29 3/16 x 24 inches
The Robert Lee Blaffer Memorial Collection
Gift of Sarah Campbell Blaffer
Paul Cézanne produced more than 40 painted portraits of his wife, Hortense Fiquet, during their roughly three decades together. In the MFAH version, Hortense is striking in her plainness. Cézanne makes no attempt to probe her personality or emotional state. Rather, his primary interest is in the relationship of forms.
In Madame Cézanne in Blue, he creates subtle tensions between Hortense's body and the space that surrounds her. For example, the brown shapes in the background merge with her body in an undefined, mysterious manner, making the space behind her right side difficult to read. Also, the right side of her face is presented as a mask-like form, a cutout on top of the background. Cézanne's treatment of the left side of her body is completely different. Through contrasts of light and shade set against a light-filled background, he defines the space more clearly.

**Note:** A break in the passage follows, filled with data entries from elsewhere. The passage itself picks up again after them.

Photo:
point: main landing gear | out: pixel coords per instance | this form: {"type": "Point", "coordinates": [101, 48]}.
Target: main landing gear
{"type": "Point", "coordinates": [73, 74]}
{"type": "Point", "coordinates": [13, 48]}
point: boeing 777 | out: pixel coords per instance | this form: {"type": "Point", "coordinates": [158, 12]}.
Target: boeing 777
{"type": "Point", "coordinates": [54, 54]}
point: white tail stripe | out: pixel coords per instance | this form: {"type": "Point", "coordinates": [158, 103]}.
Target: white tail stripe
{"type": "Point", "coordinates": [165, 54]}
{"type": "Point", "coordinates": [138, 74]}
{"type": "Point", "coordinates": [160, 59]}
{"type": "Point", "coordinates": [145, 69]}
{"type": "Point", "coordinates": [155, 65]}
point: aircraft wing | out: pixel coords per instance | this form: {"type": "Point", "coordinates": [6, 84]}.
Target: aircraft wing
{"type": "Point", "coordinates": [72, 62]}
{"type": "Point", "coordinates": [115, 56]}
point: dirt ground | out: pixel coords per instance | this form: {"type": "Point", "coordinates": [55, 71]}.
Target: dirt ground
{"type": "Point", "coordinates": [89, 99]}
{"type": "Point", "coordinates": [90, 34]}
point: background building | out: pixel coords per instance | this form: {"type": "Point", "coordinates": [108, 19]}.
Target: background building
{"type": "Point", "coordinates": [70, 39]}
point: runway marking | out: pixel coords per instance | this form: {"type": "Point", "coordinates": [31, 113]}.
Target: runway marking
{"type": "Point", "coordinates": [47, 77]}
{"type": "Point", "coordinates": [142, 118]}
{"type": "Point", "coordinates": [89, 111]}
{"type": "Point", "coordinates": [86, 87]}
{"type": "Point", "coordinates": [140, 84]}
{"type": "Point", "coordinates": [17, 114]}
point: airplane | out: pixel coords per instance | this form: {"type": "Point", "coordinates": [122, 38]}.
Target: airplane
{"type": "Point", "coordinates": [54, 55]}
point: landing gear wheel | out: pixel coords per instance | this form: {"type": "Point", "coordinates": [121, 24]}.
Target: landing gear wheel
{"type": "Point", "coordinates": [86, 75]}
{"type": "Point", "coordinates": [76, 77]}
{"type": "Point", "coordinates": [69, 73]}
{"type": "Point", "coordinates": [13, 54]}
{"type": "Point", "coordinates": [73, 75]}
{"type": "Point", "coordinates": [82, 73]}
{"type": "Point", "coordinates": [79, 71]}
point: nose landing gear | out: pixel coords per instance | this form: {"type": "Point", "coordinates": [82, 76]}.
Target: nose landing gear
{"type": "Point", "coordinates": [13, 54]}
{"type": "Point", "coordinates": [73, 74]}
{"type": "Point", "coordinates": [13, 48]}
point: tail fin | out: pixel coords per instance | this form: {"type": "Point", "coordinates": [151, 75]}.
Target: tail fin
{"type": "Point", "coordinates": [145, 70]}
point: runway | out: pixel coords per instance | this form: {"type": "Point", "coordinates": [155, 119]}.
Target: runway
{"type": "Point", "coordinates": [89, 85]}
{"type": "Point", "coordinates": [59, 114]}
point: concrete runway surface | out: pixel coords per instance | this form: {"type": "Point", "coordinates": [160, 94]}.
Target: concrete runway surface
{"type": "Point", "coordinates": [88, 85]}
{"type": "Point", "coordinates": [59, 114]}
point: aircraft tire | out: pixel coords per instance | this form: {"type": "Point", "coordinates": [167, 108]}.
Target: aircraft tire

Cézanne's work exerted a profound influence on modern painting. First trained in his native Aix-en-Provence, Cézanne went in 1861 to Paris, where he studied at the informal Académie Suisse and met Impressionist painter Camille Pissarro, who influenced Cézanne's artistic development. Cézanne sought—in contrast to his Impressionist contemporaries—a classicizing, less-naturalistic mode of expression, and he attempted to realize in his canvases the sensations of light and color that he saw in nature. In his maturity he came to harmonize two seemingly antagonistic styles; he imposed Impressionist free brushwork and the high-keyed color of natural light on compositions in which individual elements, including the human form, were reordered and even distorted.